Francis Galton in 1907 submitted a paper to Nature on the usefulness of the median. He examined the accuracy of 787 guesses of the weight of an ox at a country fair. The actual weight was 1208 pounds: the median guess was 1198. The guesses were markedly non-normally distributed.

The Norwegian Anders Nicolai Kiær introduced the concept of stratified sampling in 1895. Arthur Lyon Bowley introduced random sampling in 1906. Jerzy Neyman in 1934 showed that stratified random sampling was in general a better method of estimation than purposive (quota) sampling.

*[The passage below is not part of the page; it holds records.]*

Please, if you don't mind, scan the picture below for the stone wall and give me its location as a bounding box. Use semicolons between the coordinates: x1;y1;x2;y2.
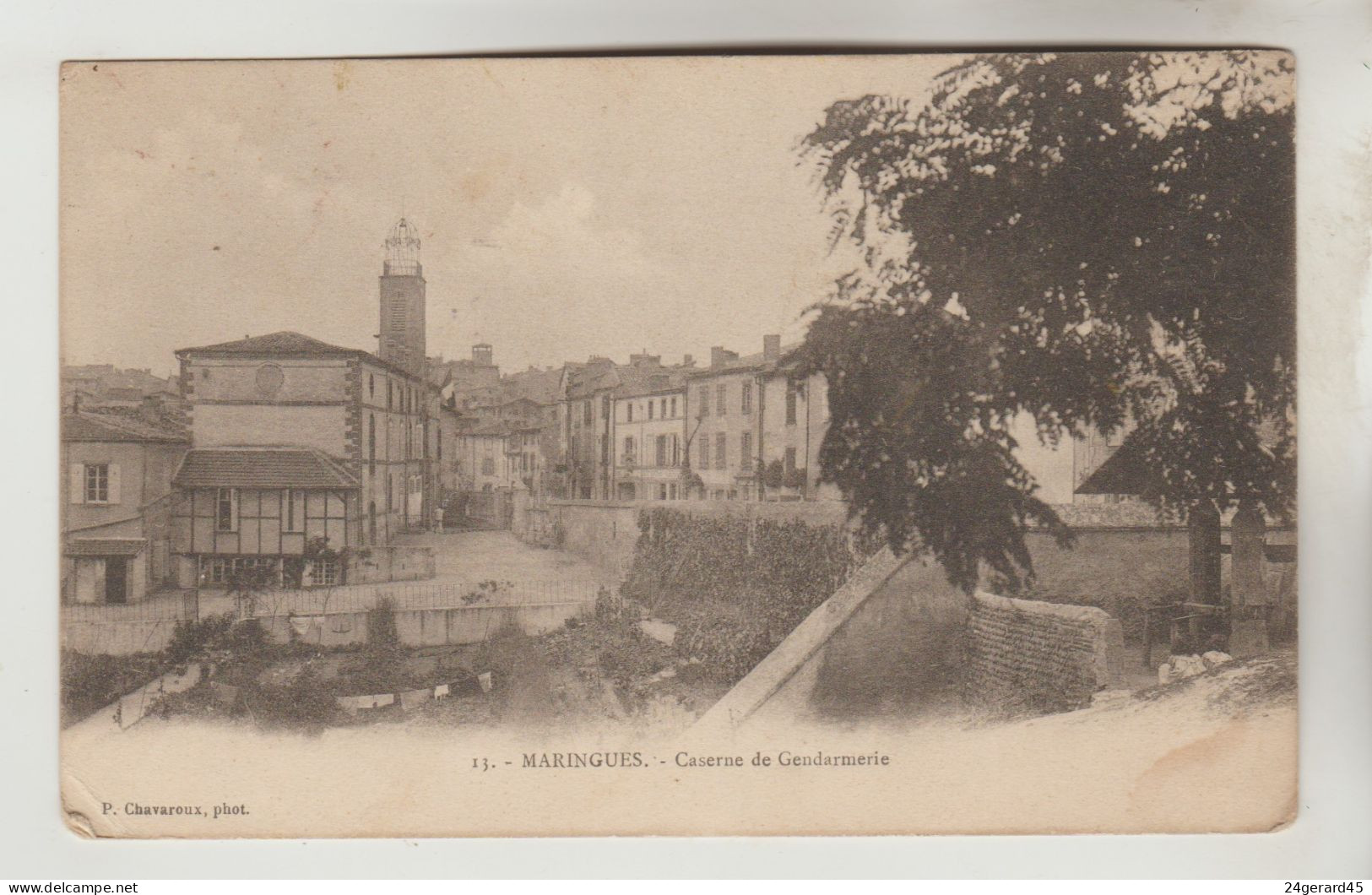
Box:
511;491;848;581
697;549;968;732
347;544;435;585
964;593;1124;713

The 5% level of significance appears to have been introduced by Fisher in 1925. Fisher stated that deviations exceeding twice the standard deviation are regarded as significant. Before this deviations exceeding three times the probable error were considered significant. For a symmetrical distribution the probable error is half the interquartile range. The upper quartile of a standard normal distribution lies between 0.66 and 0.67 its probable error is approximately 2/3 of a standard deviation. It appears that Fisher's 5% criterion was rooted in previous practice.

In 1929 Wilson and Hilferty re examined Pierce's data from 1873 and discovered that it was not actually normally distributed.